This documentary, like most documentaries I’ve seen, or rather experienced (I always imagined experiencing what the people in them are doing, vicariously) pulled me in through tubes of not quite zealous fascination, but fascination nonetheless - fascination that’s well worth writing about.
This film, while it may be particular, in that it takes place in one region of the Earth – Antarctica – has a tangible feel of universality through the queer (in a positive and at times comical way) characters of dedicated individuals who all migrated to that “southern comfort”, shall we say, as if they all had an inherent magnetic pull to go there, to fulfill something inside, be it a banker’s need to see a world higher than money or a linguist’s need to understand the extinction of languages through the extinction of species (or the discovering of species) or a film maker’s need to film something other than penguins.

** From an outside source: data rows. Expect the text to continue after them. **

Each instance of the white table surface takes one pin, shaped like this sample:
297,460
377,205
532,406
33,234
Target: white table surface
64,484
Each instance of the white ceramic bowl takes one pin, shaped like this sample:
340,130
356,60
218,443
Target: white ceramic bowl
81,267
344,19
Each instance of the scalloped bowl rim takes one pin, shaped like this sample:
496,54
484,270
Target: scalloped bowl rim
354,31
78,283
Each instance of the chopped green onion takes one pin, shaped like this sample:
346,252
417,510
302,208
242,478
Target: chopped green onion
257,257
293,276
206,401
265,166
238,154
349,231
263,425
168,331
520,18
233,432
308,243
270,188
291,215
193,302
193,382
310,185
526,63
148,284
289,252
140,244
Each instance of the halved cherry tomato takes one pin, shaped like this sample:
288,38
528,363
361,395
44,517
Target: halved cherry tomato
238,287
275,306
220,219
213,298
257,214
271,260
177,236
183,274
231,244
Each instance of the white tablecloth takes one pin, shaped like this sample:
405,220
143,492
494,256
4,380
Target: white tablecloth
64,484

The universal void in everyone needs to be filled and Antarctica, whether the people in the documentary stumbled upon it or made a marked effort to be there, may be the perfect place for a select few individuals. In this light, the universality becomes particular or rather has a particular aspect in it, for, while not everyone who feel as if they are missing something in life would go to Antarctica in search for answers, there still is that itching void or latent spark of deep interest or desire that just might be the lit match on gun powder that ends in the filling of a void, a reality.

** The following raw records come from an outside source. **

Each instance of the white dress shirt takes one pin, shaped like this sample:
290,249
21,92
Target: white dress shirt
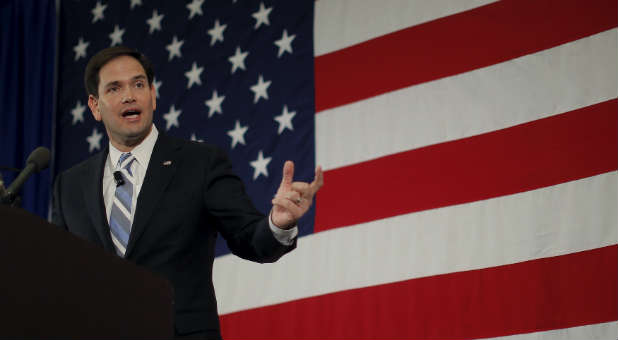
142,153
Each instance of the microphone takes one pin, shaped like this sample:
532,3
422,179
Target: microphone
118,178
37,161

Another universal theme is what I like to call “cultural bonding” or cultural fusion as my ninth grade global history teacher taught me (though that implies an exchange of cultural influences, whereas I am talking about the coming together of different cultures). People from many different cultures unite in Antartica (the ones that stand out in my mind includes the shy Russian with his pre-prepared bag of saftey and the man with Aztec roots (with proof in the shape of his fingers and other visceral pieces of evidence).
And it's interesting too that you don’t just go to Antarctica. You go there with a purpose, whichever purpose your void is. I often found myself looking at the bottom right of the screen and seeing two professions that quite don’t match. For example, I remember distinctly, “(name) Banker, forklifter.” Yes, most of the people there have a goal in mind, whether that be embedded in scientific research of species, adorable seals who made research easy on the probing researchers, or glaciers (the glacialogist’s part of the documentary ,by the way, was very well imaginatively articulate, I thought as I took in his words) or whether that be in a desire to achieve more in life, like the banker who decided to turn to another road in his career and be a “globe’s man” and who, after mastering a language of a rare tribe of people and helping them, found himself in Antarctica helping those scientists.
Kudos to all those participants in the documentary.
Just as I am a mild enthusiast of early American history, I am also a mild enthusiast of subjects relating to Earth science, including the arctic, weather and just recently (after I took my Search for Life in the Universe class, in which I learned about the ever fascinating extremofiles who live in deep sea vents) some marine life. I recommend this film to those who love nature and eccentric stories of the lives of seemingly random people (I say seemingly because, on a larger scale, the people in the documentary are not random if you consider the perspective that they inevitably would unite in Antarctica, thanks to fate). That combination makes a captivating two hour sit worthwhile.